# 1.5 Leveraging Large Datasets

Large training datasets for popular GPT and BERT-like models represent diverse and comprehensive text corpora containing billions of words, covering a wide range of topics and both natural and computer languages. To provide a concrete example, Table 1.1 summarizes the datasets used to pre-train GPT-3, which served as the base model for the first version of ChatGPT.

**Table 1.1 Pre-training datasets for popular GPT-3 large language models**

| Dataset name | Dataset description | Number of tokens | Proportion in training data |
|----------------|----------------------|------------------|-----------------------------|
| CommonCrawl (filtered) | Web crawl data | 410 billion | 60% |
| WebText2 | Web crawl data | 19 billion | 22% |
| Books1 | Internet-based book corpus | 12 billion | 8% |
| Books2 | Internet-basedd book corpus | 55 billion | 8% |
| Wikipedia | High-quality text | 3 billion | 3% |

Table 1.1 reports the number of tokens, which are the units of text read by the model. The number of tokens in the dataset is roughly equivalent to the number of words and punctuation marks in the text. We will describe tokenization, the process of converting text into tokens, in more detail in the next chapter.

The main conclusion is that the size and diversity of the training datasets enables these models to perform well on a wide variety of tasks involving language syntax, semantics, and context, even tasks that require general knowledge.

**GPT-3 dataset details**

In Table 1.1, it is important to note that from each dataset, only a portion of the data (out of a total of 300 billion tokens) was used in the training process. This sampling approach means that the training did not include every piece of data available in each dataset. Instead, a selected subset of 300 billion tokens drawn from all datasets was utilized. Furthermore, while some datasets were not fully covered in this subset, others may have been included multiple times to reach the total of 300 billion tokens. The columns in the table indicating proportions, if not accounting for rounding errors, add up to 100% of this sampled data.

To provide context, consider the size of the CommonCrawl dataset, which alone contains 410 billion tokens and requires about 570GB of storage. In contrast, subsequent versions of models like GPT-3, such as Meta’s LLaMA, have expanded their training to include additional data sources such as Arxiv research papers (92GB) and code-related Q&A from StackExchange (78GB).

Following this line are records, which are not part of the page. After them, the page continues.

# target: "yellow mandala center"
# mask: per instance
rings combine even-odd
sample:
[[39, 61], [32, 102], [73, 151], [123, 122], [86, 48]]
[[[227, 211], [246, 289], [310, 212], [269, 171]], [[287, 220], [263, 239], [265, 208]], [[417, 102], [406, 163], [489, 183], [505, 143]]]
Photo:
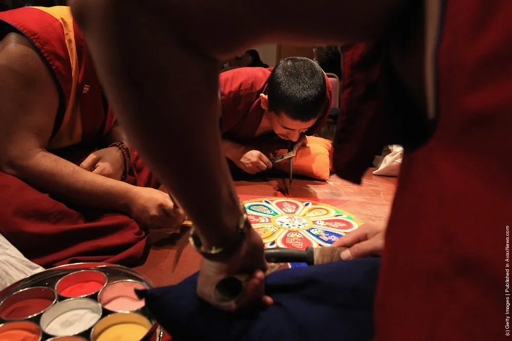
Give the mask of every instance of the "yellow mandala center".
[[280, 214], [275, 216], [272, 218], [272, 224], [279, 229], [295, 231], [309, 229], [313, 226], [313, 222], [309, 219], [296, 214]]

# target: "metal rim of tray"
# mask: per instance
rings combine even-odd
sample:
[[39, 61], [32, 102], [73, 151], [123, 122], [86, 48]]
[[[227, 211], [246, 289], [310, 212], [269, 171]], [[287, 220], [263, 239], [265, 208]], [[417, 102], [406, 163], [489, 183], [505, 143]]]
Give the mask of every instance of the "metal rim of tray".
[[[115, 270], [120, 270], [121, 272], [127, 272], [131, 276], [139, 279], [140, 281], [147, 284], [148, 287], [150, 289], [154, 287], [151, 283], [151, 280], [149, 278], [142, 274], [126, 266], [109, 263], [95, 262], [91, 263], [74, 263], [73, 264], [59, 265], [47, 269], [13, 283], [3, 290], [0, 290], [0, 302], [7, 298], [9, 295], [19, 290], [20, 287], [29, 287], [32, 284], [43, 281], [46, 279], [50, 279], [61, 273], [64, 275], [70, 270], [86, 270], [104, 267], [112, 268]], [[155, 327], [156, 328], [154, 328]], [[154, 333], [154, 334], [156, 335], [155, 341], [161, 341], [163, 337], [163, 329], [162, 327], [155, 322], [154, 324], [154, 328], [152, 328], [152, 329], [153, 330], [150, 330], [151, 333]]]

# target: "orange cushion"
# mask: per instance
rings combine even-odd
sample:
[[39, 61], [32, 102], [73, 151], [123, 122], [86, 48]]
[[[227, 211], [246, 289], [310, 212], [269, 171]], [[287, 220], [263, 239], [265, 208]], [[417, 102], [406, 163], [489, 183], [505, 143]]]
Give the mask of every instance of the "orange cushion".
[[[328, 140], [314, 136], [306, 137], [307, 146], [301, 147], [293, 158], [293, 174], [309, 176], [318, 180], [327, 181], [331, 173], [329, 152], [332, 142]], [[275, 157], [286, 154], [287, 149], [280, 149], [271, 153], [270, 157]], [[288, 161], [274, 164], [273, 168], [288, 172]]]

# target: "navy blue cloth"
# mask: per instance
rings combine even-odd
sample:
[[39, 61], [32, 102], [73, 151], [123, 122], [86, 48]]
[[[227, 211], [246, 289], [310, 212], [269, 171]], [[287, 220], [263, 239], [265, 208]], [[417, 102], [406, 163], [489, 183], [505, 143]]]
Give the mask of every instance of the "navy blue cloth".
[[276, 271], [265, 287], [274, 304], [244, 314], [200, 300], [197, 274], [138, 293], [173, 341], [371, 341], [379, 264], [372, 258]]

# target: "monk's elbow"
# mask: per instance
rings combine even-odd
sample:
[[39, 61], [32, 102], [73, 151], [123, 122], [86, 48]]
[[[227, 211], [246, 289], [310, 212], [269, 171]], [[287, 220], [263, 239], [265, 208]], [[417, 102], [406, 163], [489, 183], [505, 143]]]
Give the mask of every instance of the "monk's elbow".
[[27, 173], [30, 165], [37, 163], [36, 158], [40, 149], [28, 152], [4, 152], [0, 156], [0, 170], [4, 173], [22, 178]]

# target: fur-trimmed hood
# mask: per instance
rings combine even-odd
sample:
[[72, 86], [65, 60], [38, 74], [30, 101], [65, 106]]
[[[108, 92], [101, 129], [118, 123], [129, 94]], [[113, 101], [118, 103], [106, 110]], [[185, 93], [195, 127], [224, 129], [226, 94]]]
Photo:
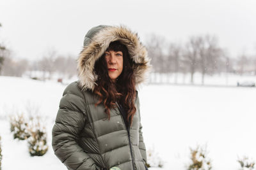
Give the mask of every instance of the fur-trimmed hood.
[[136, 85], [145, 81], [146, 73], [150, 67], [150, 60], [137, 33], [124, 26], [99, 25], [87, 32], [83, 49], [77, 59], [79, 83], [83, 90], [93, 90], [97, 79], [93, 71], [94, 64], [105, 52], [109, 43], [118, 40], [127, 47], [133, 61]]

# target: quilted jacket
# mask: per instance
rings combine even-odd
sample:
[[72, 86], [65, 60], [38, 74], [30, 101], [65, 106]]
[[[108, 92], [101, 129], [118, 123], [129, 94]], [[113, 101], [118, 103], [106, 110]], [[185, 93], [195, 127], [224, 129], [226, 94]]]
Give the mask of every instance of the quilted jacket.
[[119, 40], [126, 45], [133, 61], [136, 85], [143, 82], [150, 67], [147, 50], [136, 33], [124, 26], [99, 25], [86, 34], [77, 59], [79, 80], [69, 84], [60, 103], [52, 129], [52, 148], [68, 169], [145, 170], [146, 149], [141, 132], [140, 102], [131, 127], [126, 128], [120, 106], [110, 110], [93, 93], [97, 80], [95, 61], [109, 44]]

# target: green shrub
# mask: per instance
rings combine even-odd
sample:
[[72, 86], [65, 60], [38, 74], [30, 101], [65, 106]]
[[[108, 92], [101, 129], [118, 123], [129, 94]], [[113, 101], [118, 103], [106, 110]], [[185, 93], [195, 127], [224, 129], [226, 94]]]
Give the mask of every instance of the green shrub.
[[10, 130], [13, 133], [13, 138], [24, 140], [29, 137], [28, 132], [28, 122], [23, 114], [13, 115], [10, 118]]
[[240, 170], [256, 169], [256, 167], [255, 167], [255, 161], [253, 160], [252, 159], [249, 159], [248, 157], [244, 156], [243, 159], [239, 158], [237, 162], [241, 166]]
[[191, 163], [187, 170], [210, 170], [212, 168], [211, 160], [207, 156], [206, 146], [204, 148], [198, 146], [195, 149], [189, 149]]
[[28, 139], [30, 155], [42, 156], [48, 150], [45, 128], [40, 124], [40, 118], [31, 118], [28, 129], [30, 137]]

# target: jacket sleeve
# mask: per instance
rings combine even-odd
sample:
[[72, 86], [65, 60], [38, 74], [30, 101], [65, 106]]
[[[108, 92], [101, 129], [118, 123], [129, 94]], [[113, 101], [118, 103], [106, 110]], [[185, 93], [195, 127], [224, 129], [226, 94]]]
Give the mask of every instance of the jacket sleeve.
[[52, 129], [52, 148], [68, 169], [100, 169], [76, 142], [86, 120], [84, 106], [81, 96], [67, 92], [66, 89]]
[[139, 148], [140, 153], [141, 154], [142, 158], [143, 159], [144, 163], [146, 165], [147, 163], [147, 153], [146, 153], [146, 146], [144, 143], [143, 141], [143, 136], [142, 134], [142, 125], [141, 123], [141, 116], [140, 116], [140, 99], [138, 96], [137, 96], [137, 100], [138, 103], [138, 110], [139, 110], [139, 116], [140, 116], [140, 138], [139, 138]]

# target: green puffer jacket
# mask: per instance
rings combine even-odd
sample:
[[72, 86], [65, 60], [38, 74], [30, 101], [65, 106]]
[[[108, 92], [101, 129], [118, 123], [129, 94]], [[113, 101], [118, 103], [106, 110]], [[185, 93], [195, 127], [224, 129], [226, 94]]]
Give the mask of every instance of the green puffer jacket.
[[110, 120], [103, 104], [95, 106], [99, 99], [92, 92], [97, 80], [94, 64], [109, 44], [116, 40], [127, 46], [136, 85], [143, 81], [150, 67], [145, 47], [137, 34], [127, 28], [100, 25], [88, 31], [77, 59], [79, 80], [65, 90], [52, 129], [53, 150], [68, 169], [145, 169], [138, 96], [136, 112], [129, 129], [118, 104], [110, 110]]

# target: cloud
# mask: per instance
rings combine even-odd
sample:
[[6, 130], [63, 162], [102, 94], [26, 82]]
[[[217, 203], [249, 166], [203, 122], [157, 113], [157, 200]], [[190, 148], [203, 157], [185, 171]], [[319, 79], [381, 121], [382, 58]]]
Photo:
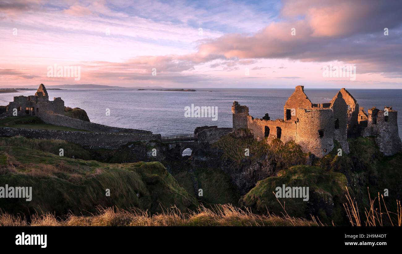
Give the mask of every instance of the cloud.
[[86, 16], [92, 14], [92, 11], [88, 7], [76, 4], [64, 10], [64, 12], [66, 14], [78, 16]]
[[32, 79], [39, 77], [30, 72], [29, 70], [23, 69], [0, 68], [0, 76], [4, 76], [7, 79]]

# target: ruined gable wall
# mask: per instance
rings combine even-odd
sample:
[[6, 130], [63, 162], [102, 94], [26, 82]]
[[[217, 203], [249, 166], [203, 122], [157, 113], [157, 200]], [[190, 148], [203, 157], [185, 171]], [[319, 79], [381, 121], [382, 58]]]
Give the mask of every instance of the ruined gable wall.
[[[388, 121], [384, 111], [373, 108], [369, 110], [367, 126], [362, 132], [363, 137], [375, 137], [375, 143], [384, 155], [390, 156], [402, 151], [402, 143], [399, 137], [398, 111], [388, 108]], [[374, 119], [376, 117], [377, 123]]]
[[254, 138], [258, 141], [265, 138], [265, 126], [269, 128], [269, 135], [267, 139], [268, 143], [271, 143], [277, 138], [277, 127], [281, 128], [281, 140], [283, 143], [294, 140], [296, 137], [296, 125], [293, 121], [285, 121], [281, 119], [267, 120], [253, 119], [249, 116], [247, 118], [248, 128], [251, 130]]
[[[295, 111], [297, 108], [307, 109], [311, 107], [312, 105], [311, 101], [304, 93], [304, 87], [297, 86], [283, 107], [283, 120], [286, 120], [286, 109], [294, 109], [295, 112], [297, 112]], [[297, 115], [291, 116], [291, 119], [293, 121], [297, 121]]]
[[247, 128], [248, 108], [246, 106], [241, 106], [234, 101], [232, 106], [232, 112], [233, 130]]
[[357, 122], [362, 127], [367, 127], [369, 120], [368, 115], [364, 111], [364, 108], [359, 107], [359, 115], [357, 117]]
[[[338, 92], [331, 101], [330, 108], [334, 111], [334, 139], [339, 142], [342, 150], [349, 153], [347, 141], [348, 108], [340, 92]], [[335, 129], [335, 121], [338, 119], [338, 128]]]
[[63, 115], [64, 113], [64, 101], [58, 97], [53, 98], [53, 111], [56, 114]]
[[25, 108], [27, 107], [34, 107], [34, 103], [28, 100], [28, 97], [21, 95], [21, 96], [14, 96], [14, 101], [10, 102], [7, 106], [7, 115], [9, 116], [12, 116], [14, 109], [18, 109], [21, 107], [21, 111], [18, 111], [17, 115], [27, 115], [25, 113]]
[[[296, 143], [304, 152], [318, 157], [328, 154], [334, 148], [334, 112], [332, 109], [313, 108], [311, 111], [298, 109]], [[320, 137], [319, 130], [324, 132]]]

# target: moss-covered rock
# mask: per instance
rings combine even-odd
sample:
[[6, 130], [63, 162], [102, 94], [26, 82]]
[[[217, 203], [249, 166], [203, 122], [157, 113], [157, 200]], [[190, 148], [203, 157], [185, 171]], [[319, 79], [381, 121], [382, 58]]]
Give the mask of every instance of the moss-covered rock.
[[76, 119], [79, 119], [83, 121], [89, 122], [89, 117], [86, 114], [85, 110], [80, 108], [72, 109], [70, 107], [64, 107], [64, 115]]
[[103, 163], [17, 147], [0, 147], [0, 186], [32, 187], [31, 201], [0, 199], [0, 207], [11, 213], [88, 214], [98, 206], [186, 211], [199, 204], [158, 162]]

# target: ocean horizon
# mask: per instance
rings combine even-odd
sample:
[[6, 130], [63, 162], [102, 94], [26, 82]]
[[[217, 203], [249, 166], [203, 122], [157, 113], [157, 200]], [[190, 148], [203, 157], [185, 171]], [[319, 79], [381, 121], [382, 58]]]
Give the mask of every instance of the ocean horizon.
[[[232, 127], [231, 107], [234, 100], [248, 107], [250, 114], [261, 118], [268, 113], [271, 119], [283, 119], [283, 105], [294, 89], [191, 88], [196, 92], [137, 90], [109, 89], [48, 90], [51, 100], [60, 97], [66, 106], [84, 110], [91, 122], [119, 127], [150, 131], [168, 135], [193, 133], [199, 126]], [[305, 88], [313, 103], [328, 102], [339, 89]], [[367, 113], [375, 107], [402, 109], [402, 90], [347, 89]], [[7, 105], [14, 96], [33, 95], [33, 90], [0, 94], [0, 104]], [[213, 117], [185, 117], [186, 107], [217, 107]], [[106, 115], [107, 109], [110, 115]], [[398, 117], [400, 137], [402, 119]]]

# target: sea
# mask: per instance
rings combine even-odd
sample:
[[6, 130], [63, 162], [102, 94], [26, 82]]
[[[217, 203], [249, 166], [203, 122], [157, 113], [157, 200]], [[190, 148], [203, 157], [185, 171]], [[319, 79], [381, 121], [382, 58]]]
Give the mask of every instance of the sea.
[[[283, 105], [294, 89], [193, 88], [196, 92], [106, 89], [48, 90], [49, 98], [60, 97], [65, 105], [85, 110], [90, 121], [111, 126], [151, 131], [170, 135], [193, 133], [198, 126], [232, 127], [231, 107], [234, 100], [249, 109], [254, 118], [268, 113], [271, 119], [283, 119]], [[384, 106], [402, 112], [402, 89], [347, 90], [360, 107], [367, 110]], [[339, 89], [305, 89], [313, 103], [328, 102]], [[6, 105], [13, 97], [28, 96], [35, 91], [0, 94], [0, 105]], [[215, 117], [191, 117], [186, 111], [199, 107], [213, 107]], [[196, 110], [196, 108], [195, 111]], [[110, 114], [107, 114], [108, 112]], [[402, 115], [398, 119], [402, 137]]]

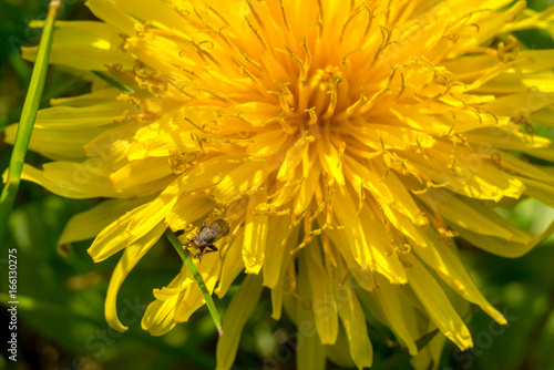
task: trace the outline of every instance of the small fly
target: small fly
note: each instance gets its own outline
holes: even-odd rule
[[[224,219],[216,219],[208,226],[206,226],[206,222],[204,222],[198,235],[193,235],[188,246],[184,247],[184,249],[188,249],[191,247],[198,248],[199,251],[194,255],[195,258],[201,258],[205,254],[216,251],[217,248],[214,246],[214,243],[227,236],[229,234],[229,223]]]

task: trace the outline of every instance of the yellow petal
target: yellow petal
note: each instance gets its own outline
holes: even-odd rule
[[[261,193],[257,197],[264,199],[265,192]],[[250,198],[254,198],[254,196]],[[267,230],[268,216],[265,214],[255,214],[255,208],[249,207],[246,214],[243,246],[243,261],[246,274],[258,274],[264,265]]]
[[[341,297],[337,302],[338,312],[350,342],[350,354],[358,369],[369,368],[373,362],[373,347],[360,302],[349,284],[341,287]]]
[[[246,320],[258,304],[261,294],[261,276],[247,275],[229,304],[223,319],[223,336],[217,341],[217,370],[230,369],[235,362],[238,340]]]
[[[304,251],[304,258],[307,259],[305,265],[311,287],[311,306],[317,332],[322,345],[334,345],[339,328],[335,284],[324,267],[320,248],[319,243],[310,244]]]
[[[117,291],[120,290],[123,280],[127,277],[129,273],[135,267],[135,265],[141,260],[141,258],[150,250],[150,248],[160,239],[165,230],[165,225],[158,224],[150,233],[144,235],[141,239],[136,240],[135,244],[127,246],[125,253],[121,257],[120,261],[113,270],[112,278],[110,279],[110,286],[107,287],[106,300],[105,300],[105,318],[107,323],[117,331],[125,331],[127,327],[121,323],[117,317]],[[129,308],[123,311],[127,312]],[[122,317],[126,317],[122,311]]]
[[[471,335],[447,295],[429,271],[410,254],[404,255],[411,266],[406,268],[408,282],[437,327],[461,350],[473,346]]]
[[[82,212],[65,224],[58,245],[71,241],[86,240],[95,237],[107,225],[121,217],[122,214],[150,202],[151,198],[110,199]]]

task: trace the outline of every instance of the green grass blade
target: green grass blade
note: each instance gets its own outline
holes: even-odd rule
[[[191,274],[193,274],[193,277],[196,280],[196,284],[198,285],[198,288],[201,288],[202,295],[206,300],[206,306],[208,307],[209,314],[212,315],[212,319],[214,320],[215,327],[217,328],[219,336],[223,336],[222,319],[219,318],[219,314],[215,308],[214,300],[212,299],[212,296],[207,290],[206,284],[204,284],[204,279],[202,278],[201,273],[198,273],[198,270],[196,269],[196,266],[194,265],[194,261],[188,255],[188,253],[183,249],[183,245],[177,239],[177,236],[173,234],[172,230],[170,229],[165,230],[165,236],[167,237],[167,239],[170,239],[171,244],[177,250],[181,258],[183,258],[183,261],[185,263]]]
[[[8,178],[2,189],[0,197],[0,243],[6,236],[8,229],[8,218],[10,217],[16,195],[18,193],[19,183],[21,182],[21,172],[23,171],[23,162],[25,160],[27,148],[31,141],[31,134],[37,120],[37,112],[44,90],[44,81],[47,80],[48,61],[50,59],[50,49],[52,47],[54,20],[60,8],[60,0],[52,0],[47,14],[47,22],[42,31],[40,40],[39,53],[34,63],[31,83],[27,92],[21,121],[19,123],[13,152],[10,158],[10,167],[8,168]]]

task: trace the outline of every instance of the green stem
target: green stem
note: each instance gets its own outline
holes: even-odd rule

The Wikipedia corpus consists of the English Wikipedia. Although the authors of the GPT-3 paper did not specify further details, Books1 is likely a sample from Project Gutenberg (https://www.gutenberg.org/), and Books2 is likely from Libgen (https://en.wikipedia.org/wiki/Library_Genesis). CommonCrawl is a filtered subset of the CommonCrawl database (https://commoncrawl.org/), and WebText2 is the text of the external web pages from all Reddit posts with more than 3 likes.

The authors of the GPT-3 paper did not share the training dataset, but a publicly available similar dataset is The Pile (https://pile.eleuther.ai/). However, this collection may contain copyrighted works, and the exact terms of use may depend on the intended use case and country. For more information, see the discussion on HackerNews at (https://news.ycombinator.com/item?id=25607809).

The pre-trained nature of these models gives them great flexibility when further fine-tuning for downstream tasks, which is why they are referred to as base or bottom-layer models. Pre-training large language models (LLMs) requires access to a large number of resources and is very expensive. For example, the pre-training cost of GPT-3 is estimated to be $4.6 million in cloud computing credits.[2]

The good news is that many pre-trained large language models (LLMs), available as open source models, can be used as general tools to write, extract, and edit text that is not part of the training data. In addition, LLMs can be fine-tuned for specific tasks on relatively small datasets, thereby reducing the required computing resources and improving performance on specific tasks.

In this book, we will implement the pretrained code and use it to pretrain a large language model (LLM) for educational purposes. All computations can be performed on consumer hardware. After implementing the pretrained code, we will learn how to reuse publicly available model weights and load them into the architecture we will implement, which allows us to skip the expensive pretraining stage when fine-tuning the LLMs later in the book.